Exploring Human-Inspired Haptic Interaction Skills For Robots
Abstract:  A human-inspired understanding of the world can enhance robots’ abilities to successfully and safely explore the world around them in applications from successfully manipulating delicate objects to playfully high-fiving a human teammate. Particularly in situations where human skills outweigh modern robot capabilities, data collected from people can yield models for successful robot behaviors. In this talk, I will cover my past cognitive robotics work on helping the PR2 robot to explore and label objects with haptic adjectives and my more recent work on allowing the Baxter robot to label and reciprocate human motions.

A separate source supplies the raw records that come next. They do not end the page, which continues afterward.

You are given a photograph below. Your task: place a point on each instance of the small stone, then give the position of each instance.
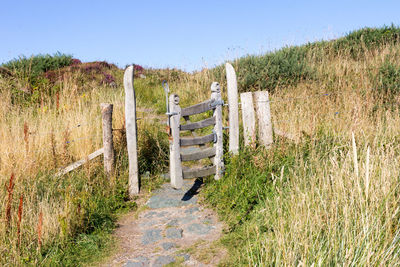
(207, 221)
(147, 224)
(162, 214)
(186, 219)
(185, 257)
(173, 222)
(150, 214)
(174, 233)
(199, 229)
(192, 210)
(138, 262)
(151, 236)
(168, 245)
(163, 260)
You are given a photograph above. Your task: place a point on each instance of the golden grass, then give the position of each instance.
(340, 206)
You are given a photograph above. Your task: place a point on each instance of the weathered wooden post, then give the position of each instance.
(233, 109)
(175, 165)
(108, 144)
(264, 117)
(131, 135)
(249, 120)
(218, 143)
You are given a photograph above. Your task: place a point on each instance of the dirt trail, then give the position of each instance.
(174, 230)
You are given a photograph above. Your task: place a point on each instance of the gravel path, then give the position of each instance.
(174, 230)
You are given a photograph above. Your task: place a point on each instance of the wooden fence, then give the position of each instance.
(108, 147)
(215, 103)
(255, 114)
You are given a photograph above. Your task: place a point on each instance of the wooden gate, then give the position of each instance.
(175, 114)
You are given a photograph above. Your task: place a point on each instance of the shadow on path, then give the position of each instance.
(193, 190)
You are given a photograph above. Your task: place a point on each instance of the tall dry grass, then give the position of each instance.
(338, 204)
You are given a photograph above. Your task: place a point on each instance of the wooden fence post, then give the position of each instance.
(264, 117)
(108, 144)
(131, 135)
(233, 109)
(175, 164)
(248, 117)
(218, 144)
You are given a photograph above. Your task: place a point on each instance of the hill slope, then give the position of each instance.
(297, 203)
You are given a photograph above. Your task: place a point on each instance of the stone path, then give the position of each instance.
(171, 231)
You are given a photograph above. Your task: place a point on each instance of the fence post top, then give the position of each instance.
(174, 98)
(215, 87)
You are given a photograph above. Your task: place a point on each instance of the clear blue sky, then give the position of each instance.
(185, 34)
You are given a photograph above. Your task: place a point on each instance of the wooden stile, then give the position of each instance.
(106, 113)
(248, 117)
(197, 140)
(131, 131)
(233, 109)
(219, 153)
(203, 153)
(175, 166)
(264, 117)
(198, 125)
(197, 109)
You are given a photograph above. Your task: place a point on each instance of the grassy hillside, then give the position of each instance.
(299, 202)
(50, 118)
(306, 203)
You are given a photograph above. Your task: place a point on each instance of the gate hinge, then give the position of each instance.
(217, 103)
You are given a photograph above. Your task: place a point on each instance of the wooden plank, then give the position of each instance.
(197, 140)
(196, 109)
(131, 136)
(175, 164)
(264, 117)
(233, 109)
(203, 153)
(106, 113)
(198, 125)
(195, 173)
(219, 153)
(289, 136)
(79, 163)
(249, 118)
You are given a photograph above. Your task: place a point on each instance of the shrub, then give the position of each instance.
(285, 67)
(387, 82)
(356, 43)
(34, 66)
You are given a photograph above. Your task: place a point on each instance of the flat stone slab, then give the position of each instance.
(173, 233)
(192, 210)
(163, 260)
(168, 245)
(161, 201)
(199, 229)
(173, 223)
(138, 262)
(151, 236)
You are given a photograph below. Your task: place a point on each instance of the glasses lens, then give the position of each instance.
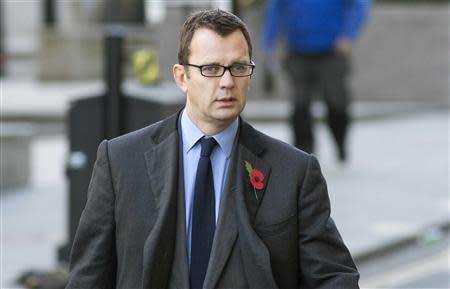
(212, 70)
(241, 69)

Bio:  Naomi Fitter is a PhD Candidate and member of the Haptics Group in the University of Pennsylvania GRASP Lab, working with Professor Katherine Kuchenbecker. She investigates socially relevant physical human-robot interactions like human-robot high fives and hand-clapping games. Her work involves a combination of haptics, socially assistive robotics, entertaining robotics, and physical human-robot interaction.